Objectives of Swing Trading
The goal of swing trading is to identify an overall trend and capture larger gains within it. Swing traders aim to achieve gains which are higher than day trading.
Swing trading is more susceptible to market volatility. The central goal of every swing trader is to benefit from short/medium term price movements. Generating regular income is at the heart of swing trading.
The aim should be to make small gains consistently in a disciplined way. Swing traders should aim for a minimum risk to reward ratio of 1:2 or higher.
The holding period shall depend upon the trend as analyzed by the trader but it is generally suggested that traders should look to cash out their trades within three to four days up to a month.
Day trading Vs Swing Trading
Day trading is a trading strategy which attempts to benefit from price movements in a stock within market hours.
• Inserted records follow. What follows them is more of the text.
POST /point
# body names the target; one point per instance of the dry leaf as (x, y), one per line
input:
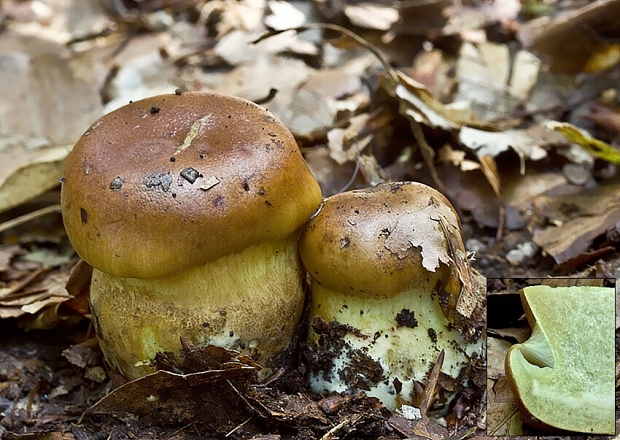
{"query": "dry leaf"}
(284, 15)
(36, 136)
(372, 15)
(572, 42)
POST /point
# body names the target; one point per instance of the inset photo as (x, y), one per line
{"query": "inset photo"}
(551, 356)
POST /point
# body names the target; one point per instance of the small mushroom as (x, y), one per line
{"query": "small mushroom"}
(189, 216)
(385, 285)
(563, 376)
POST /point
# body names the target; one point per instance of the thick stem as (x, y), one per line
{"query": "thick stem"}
(250, 301)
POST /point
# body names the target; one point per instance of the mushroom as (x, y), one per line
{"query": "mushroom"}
(188, 207)
(387, 266)
(563, 376)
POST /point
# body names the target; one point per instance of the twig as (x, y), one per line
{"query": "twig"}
(241, 425)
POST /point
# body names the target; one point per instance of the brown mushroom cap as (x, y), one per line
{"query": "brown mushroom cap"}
(374, 242)
(174, 181)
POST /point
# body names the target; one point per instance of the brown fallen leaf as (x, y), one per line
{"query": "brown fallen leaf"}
(36, 136)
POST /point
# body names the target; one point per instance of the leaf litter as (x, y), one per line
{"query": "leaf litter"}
(485, 104)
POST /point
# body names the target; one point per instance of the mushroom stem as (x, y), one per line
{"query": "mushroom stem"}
(405, 349)
(221, 303)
This strategy typically involves entering a trade anytime during market open hours but necessarily closing the trade at market close.
Consider the Indian stock markets that open for trading at 09:15 hours and shut at 15:30 hours.
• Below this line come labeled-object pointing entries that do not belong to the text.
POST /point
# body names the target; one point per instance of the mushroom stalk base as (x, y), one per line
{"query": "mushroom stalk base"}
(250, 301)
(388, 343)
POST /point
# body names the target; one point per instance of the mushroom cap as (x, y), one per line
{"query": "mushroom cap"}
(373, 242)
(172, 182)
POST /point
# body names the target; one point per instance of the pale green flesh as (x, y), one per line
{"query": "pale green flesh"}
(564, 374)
Day traders enter into trades anytime during this window but necessarily exit their positions by 15:30 hours.
Holding trades only during the day serves two purposes:
- It ensures that the trader’s capital is not involved in a particular trade for a long period of time.
- Overnight risk of holding the stock and thereby risk of a gap up/ gap down opening is negated.
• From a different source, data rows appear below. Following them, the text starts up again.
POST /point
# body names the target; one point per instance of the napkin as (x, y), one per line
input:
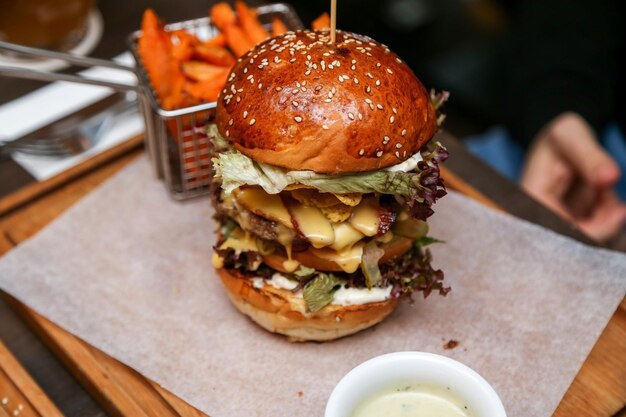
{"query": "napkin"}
(128, 270)
(57, 100)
Unlike swing traders, day traders are not interested in following trends, it is pure price action that piques their interest. Therefore, smaller time frame charts – one minute, five minutes, fifteen minutes candlesticks become much more important for day traders since their attempt is to capture live price action and benefit from it.
Day Trading Involves quick entry and exit on hitting a stop loss or targets. Day traders aim for small profits, generally 1% to 2% on capital employed while maintaining a strict stop loss. Day traders can either be discretionary or systematic depending upon the style that suits them.
Scalping (trying to earn very small profits close to 0.5%-1%) can be considered as a method of day trading.
Day traders are generally full-time professionals who depend upon their market performance as their source of livelihood. Thus, day trading unlike swing trading is not suitable for novice investors or people already engaged in business/profession/ jobs.